Um dado da ONU muito relevante é o fato de que a cada 1 dólar que é investido em saneamento 4 dólares são economizados em saúde. Ou seja, na prática, o investimento em saneamento pouparia uma boa parte da vida de meninas, mulheres e idosas. Com maiores investimentos nesse aspecto podemos captar mais investidores de países desenvolvidos, como fundos financeiros que estão ligados a empresas de engenharia.
Tudo isso mostra que, em finanças verdes, um eixo transversal relevante já é o de gênero.
Até hoje o meio financeiro ainda é visto como muito masculino. Como podemos, então, impactar meninas e jovens para que elas tenham vontade de ter uma carreira no mercado financeiro? Como podemos fazer com que mais mulheres assumam papeis de liderança?
Somente 8% de mulheres assumem cargos em conselho e menos ainda fazem parte de áreas como financeiras ou de engenharia.
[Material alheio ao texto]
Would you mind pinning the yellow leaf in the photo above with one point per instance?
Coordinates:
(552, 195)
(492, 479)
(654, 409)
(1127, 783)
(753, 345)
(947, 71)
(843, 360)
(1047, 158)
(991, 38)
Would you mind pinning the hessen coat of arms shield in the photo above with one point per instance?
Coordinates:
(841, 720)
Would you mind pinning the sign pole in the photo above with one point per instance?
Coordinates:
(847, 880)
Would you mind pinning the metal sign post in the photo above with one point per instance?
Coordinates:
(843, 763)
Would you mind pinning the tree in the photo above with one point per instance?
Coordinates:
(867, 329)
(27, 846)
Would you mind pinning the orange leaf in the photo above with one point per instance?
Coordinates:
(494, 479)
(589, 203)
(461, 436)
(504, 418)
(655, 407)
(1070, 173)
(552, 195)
Então, é necessário sempre estar trabalhando para fazer mulheres entenderem que elas são competentes e que estão e podem ocupar esses espaços, além de trabalhar dentro das organizações a questão da cultura, preparando os gestores para que possam recebê-las.”
4- Quais tipos de outros objetivos setoriais a gente deve perseguir como país além do combate ao desmatamento?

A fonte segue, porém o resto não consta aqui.